Algebraic geometry provides methods for finding families of function fields having an asymptotically good behaviour for coding-theoretical applications. They lead to error-correction codes of long length and good performance. The performance depends on the ratio \(N/g\) of the genus \(g\) of the function field and the number \(N\) of its places over the finite field. The Drinfeld-Vladut bound \(\lim_{g\to\infty}\sup N/g\leq \sqrt{q}-1\) gives an upper bound on the asymptotic value of this ratio. M. A. Tsfasman, S. G. Vladut, and Th. Zink [Math. Nachr. 109, 21-28 (1982; Zbl 0574.94013)] proved the existence of families attaining this bound. A. Garcia and H. Stichtenoth [J. Number Theory 61, 248-273 (1996; Zbl 0893.11047)] managed to state two families of curves in an explicit way which also achieve this bound. Although this description is far more explicit, to give the corresponding AG code one needs to compute a basis of the vector space \(\mathcal{L}(rP)\), where \(P\) is a place in the function field and \(r\) is an integer.
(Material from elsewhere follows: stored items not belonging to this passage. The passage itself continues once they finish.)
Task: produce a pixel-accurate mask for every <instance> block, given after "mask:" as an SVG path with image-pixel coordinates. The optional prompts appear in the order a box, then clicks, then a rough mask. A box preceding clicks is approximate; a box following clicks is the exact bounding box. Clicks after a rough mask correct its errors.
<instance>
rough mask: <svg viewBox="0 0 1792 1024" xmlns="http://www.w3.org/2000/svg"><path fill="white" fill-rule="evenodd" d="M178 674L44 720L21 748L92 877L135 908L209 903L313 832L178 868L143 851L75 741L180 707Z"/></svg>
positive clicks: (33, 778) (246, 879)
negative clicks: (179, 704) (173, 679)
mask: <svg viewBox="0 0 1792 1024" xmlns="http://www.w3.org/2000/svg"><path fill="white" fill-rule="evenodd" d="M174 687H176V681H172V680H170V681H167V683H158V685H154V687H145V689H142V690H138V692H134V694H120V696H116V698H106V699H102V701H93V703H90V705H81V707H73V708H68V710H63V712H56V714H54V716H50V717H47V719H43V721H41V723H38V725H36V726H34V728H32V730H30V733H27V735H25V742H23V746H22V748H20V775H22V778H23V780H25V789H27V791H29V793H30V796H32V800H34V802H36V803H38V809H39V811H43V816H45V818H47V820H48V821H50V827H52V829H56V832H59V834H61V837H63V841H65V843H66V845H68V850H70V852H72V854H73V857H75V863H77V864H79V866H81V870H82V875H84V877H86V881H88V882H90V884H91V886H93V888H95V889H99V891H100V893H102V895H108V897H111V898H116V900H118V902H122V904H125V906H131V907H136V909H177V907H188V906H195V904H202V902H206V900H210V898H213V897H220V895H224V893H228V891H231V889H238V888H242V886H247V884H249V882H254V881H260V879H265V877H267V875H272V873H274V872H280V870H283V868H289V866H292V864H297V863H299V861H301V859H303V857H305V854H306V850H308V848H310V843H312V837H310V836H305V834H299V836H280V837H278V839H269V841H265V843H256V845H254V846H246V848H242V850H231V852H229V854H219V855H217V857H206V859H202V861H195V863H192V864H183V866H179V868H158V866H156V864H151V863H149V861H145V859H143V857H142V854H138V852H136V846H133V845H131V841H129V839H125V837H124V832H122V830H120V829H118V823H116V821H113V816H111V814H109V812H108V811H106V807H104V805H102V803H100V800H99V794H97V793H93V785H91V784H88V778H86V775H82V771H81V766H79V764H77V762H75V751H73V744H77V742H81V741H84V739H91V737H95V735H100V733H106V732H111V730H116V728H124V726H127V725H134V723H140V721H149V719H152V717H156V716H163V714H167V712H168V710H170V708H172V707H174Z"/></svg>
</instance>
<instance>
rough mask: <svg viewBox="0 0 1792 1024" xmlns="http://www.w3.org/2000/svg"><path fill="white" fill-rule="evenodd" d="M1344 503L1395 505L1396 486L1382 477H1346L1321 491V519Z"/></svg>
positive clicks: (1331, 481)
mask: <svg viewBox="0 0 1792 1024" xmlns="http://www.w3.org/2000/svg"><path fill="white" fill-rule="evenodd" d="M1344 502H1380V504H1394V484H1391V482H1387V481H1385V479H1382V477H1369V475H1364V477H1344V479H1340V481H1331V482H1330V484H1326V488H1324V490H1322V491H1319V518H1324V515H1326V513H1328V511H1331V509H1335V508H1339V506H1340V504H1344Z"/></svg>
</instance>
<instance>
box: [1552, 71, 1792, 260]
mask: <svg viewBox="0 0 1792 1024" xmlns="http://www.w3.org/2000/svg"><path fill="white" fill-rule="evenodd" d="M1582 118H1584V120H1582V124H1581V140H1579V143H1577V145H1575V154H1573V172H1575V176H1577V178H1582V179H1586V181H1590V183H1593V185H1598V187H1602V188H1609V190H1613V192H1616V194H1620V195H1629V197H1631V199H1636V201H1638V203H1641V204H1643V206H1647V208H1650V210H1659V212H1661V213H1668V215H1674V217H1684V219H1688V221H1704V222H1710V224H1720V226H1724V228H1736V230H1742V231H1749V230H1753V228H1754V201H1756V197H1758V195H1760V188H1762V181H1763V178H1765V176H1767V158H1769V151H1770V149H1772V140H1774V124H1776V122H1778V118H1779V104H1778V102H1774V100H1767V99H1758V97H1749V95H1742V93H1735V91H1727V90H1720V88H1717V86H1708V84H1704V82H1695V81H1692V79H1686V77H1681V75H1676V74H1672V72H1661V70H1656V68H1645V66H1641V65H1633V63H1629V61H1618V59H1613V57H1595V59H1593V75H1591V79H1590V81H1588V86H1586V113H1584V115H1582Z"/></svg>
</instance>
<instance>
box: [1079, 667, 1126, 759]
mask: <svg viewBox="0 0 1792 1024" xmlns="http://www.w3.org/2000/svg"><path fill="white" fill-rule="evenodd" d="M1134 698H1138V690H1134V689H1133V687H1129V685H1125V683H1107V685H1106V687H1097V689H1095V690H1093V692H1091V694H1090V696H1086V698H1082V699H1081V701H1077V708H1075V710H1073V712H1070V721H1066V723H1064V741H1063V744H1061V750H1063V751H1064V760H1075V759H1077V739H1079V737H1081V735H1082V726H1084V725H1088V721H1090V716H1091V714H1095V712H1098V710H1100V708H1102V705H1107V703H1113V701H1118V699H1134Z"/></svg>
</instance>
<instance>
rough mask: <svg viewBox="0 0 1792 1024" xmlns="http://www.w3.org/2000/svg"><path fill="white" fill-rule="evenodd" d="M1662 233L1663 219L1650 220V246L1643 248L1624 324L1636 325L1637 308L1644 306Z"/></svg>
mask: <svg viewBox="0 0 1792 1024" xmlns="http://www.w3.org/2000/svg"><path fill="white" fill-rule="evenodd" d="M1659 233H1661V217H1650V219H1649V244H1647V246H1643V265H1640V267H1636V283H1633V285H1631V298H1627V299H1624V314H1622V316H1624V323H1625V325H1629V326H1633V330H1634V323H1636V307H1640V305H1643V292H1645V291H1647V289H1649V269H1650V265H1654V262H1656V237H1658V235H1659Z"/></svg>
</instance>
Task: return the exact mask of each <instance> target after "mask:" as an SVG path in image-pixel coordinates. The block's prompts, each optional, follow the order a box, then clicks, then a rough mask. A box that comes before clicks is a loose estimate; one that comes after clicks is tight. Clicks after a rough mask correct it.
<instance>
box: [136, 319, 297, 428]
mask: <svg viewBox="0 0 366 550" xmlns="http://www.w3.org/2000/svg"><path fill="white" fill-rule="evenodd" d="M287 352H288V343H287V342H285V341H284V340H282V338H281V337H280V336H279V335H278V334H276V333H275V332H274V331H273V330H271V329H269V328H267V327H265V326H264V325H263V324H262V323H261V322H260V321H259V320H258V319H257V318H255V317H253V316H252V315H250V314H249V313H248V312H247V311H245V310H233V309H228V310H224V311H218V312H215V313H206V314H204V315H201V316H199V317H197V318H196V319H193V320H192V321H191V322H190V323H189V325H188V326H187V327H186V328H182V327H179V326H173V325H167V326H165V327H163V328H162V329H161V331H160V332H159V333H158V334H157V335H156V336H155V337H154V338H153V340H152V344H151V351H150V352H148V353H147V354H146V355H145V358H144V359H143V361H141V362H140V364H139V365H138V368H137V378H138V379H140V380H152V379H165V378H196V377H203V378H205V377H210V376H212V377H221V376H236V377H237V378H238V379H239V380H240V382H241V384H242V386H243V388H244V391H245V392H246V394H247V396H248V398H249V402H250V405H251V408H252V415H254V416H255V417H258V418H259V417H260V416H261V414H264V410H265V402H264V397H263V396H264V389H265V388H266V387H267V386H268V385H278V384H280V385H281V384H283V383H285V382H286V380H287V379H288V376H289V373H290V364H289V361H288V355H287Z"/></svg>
The authors give integral bases for \(\mathcal{O}_{T_n}\) over \(\mathcal{O}_{T_1}\), where the \(T_i\) denote the fields in the second tower of function fields given by Garcia and Stichtenoth. They first give a set that forms a local integral basis at all places except for \(P_\infty\) and \(P_0\), then they only exclude \(P_0\). These sets can now be used to give the AG codes.
For the entire collection see [Zbl 0959.00027].